Hiya! If ya like what you’re reading, why not forward to a friend and subscribe for a short post on the intersection of productivity and identity every Tuesday morning?

Other than some background system stuff, I only run four apps: Kindle, Readwise Reader, Readwise, and Obsidian. It fits nicely in the pocket and the battery lasts forever. When I'm around or near the house, I slide it into my pocket and leave my phone behind. My watch will ding me if there's any urgent notifications (a post for another day — in the modern attention economy, it's mission critical to turn off every notification you reasonably can).

This works particularly well for me because I've gone full hog on RSS, which I have found to be the perfect way to collect articles from every source I'm interested in in one neat little place without having to review a bunch of individual websites or apps. But even if you aren't deep down in this RSS rabbit with me, I've heard from others that this thing does well running news apps from all major sources.

If you set it up in the right way (zero notifications or bust), it just becomes a dedicated reader for whatever you deliberately choose to read. With a bit of finessing, like downloading a non-native keyboard to facilitate quicker typing, it's also quick enough to highlight and take notes on anything you're reading. I'm a firm believer in taking fleeting notes — notes taken in the moment while you are consuming information, which you'll revisit later as the fodder for permanent notes — so that particular functionality is key.
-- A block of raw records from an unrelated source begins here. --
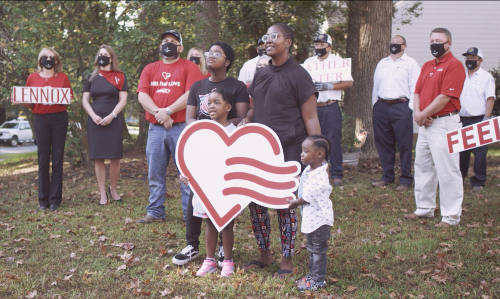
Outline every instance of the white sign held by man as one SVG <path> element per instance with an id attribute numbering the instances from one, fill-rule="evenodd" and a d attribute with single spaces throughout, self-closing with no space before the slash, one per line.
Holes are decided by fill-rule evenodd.
<path id="1" fill-rule="evenodd" d="M 500 141 L 500 116 L 448 132 L 446 140 L 448 154 Z"/>
<path id="2" fill-rule="evenodd" d="M 71 90 L 52 87 L 14 86 L 12 88 L 12 102 L 14 104 L 69 104 Z"/>
<path id="3" fill-rule="evenodd" d="M 316 82 L 338 82 L 350 76 L 350 58 L 318 62 L 300 64 Z"/>

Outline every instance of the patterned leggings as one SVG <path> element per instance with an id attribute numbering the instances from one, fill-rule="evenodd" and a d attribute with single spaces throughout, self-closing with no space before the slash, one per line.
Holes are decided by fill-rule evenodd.
<path id="1" fill-rule="evenodd" d="M 257 240 L 259 251 L 266 251 L 271 248 L 270 234 L 271 232 L 270 222 L 268 208 L 250 202 L 250 219 L 252 227 Z M 297 214 L 294 210 L 277 209 L 278 222 L 281 232 L 282 254 L 284 256 L 294 256 L 295 249 L 295 236 L 297 232 Z"/>

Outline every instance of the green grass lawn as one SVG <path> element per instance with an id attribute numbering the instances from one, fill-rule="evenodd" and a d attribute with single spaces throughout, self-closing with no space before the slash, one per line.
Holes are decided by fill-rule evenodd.
<path id="1" fill-rule="evenodd" d="M 184 268 L 173 264 L 172 256 L 186 244 L 173 164 L 166 178 L 166 222 L 136 224 L 132 220 L 144 215 L 148 203 L 148 166 L 144 148 L 128 148 L 124 156 L 124 202 L 99 206 L 93 168 L 66 164 L 56 212 L 38 210 L 36 154 L 0 162 L 0 298 L 500 296 L 498 150 L 490 152 L 484 190 L 472 193 L 466 181 L 462 221 L 444 230 L 434 228 L 438 210 L 426 220 L 402 218 L 414 209 L 412 188 L 402 194 L 394 184 L 371 186 L 382 174 L 378 160 L 346 167 L 344 186 L 330 196 L 335 222 L 328 284 L 316 294 L 296 291 L 292 278 L 272 278 L 280 252 L 276 213 L 272 244 L 277 262 L 266 268 L 222 279 L 194 276 L 202 258 Z M 248 210 L 236 218 L 234 234 L 233 258 L 241 266 L 258 255 Z M 200 240 L 204 256 L 202 234 Z M 293 278 L 307 273 L 304 240 L 299 232 Z"/>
A recent blog from Blake Smith

And what, you rightly ask, does this actually have to do with productivity?

For starters, it's a device the fits neatly into my established workflow. Because of its ideal balance of what it does and does not offer, it has dramatically increased the amount of books and articles, both short and long form, I've read. Systems can and should be optimized over time, and sometimes a new device sparks that optimization.

As a partial demonstration of my system, that screenshot above shows a highlighted / underlined line from Blake's excellent article. That highlight, and any note I scribble along with it, gets automatically pushed into Obsidian along with all my other notes across all mediums. So if I month or year from now I want to find it, I know which database to search.

I'm churning through General Mattis' book right now (I’m confident he envisioned readers consuming his work on a Palma). An early quote in there comes to mind: "If you haven’t read hundreds of books, you are functionally illiterate, and you will be incompetent, because your personal experiences alone aren’t broad enough to sustain you."

Reading feels productive because it is productive. From the heady to the inconsequential, what we read shapes us. It activates us. In a way, it becomes us, and we it.

The Palma has helped me reclaim a focus on reading that I haven't felt in quite some time, inching closer to the general's definition of what it takes to be sustained.

And if nothing else, "Boox" is really fun to say. BOOOOOOOOOOX. Go ahead, say it out loud. You won't be disappointed.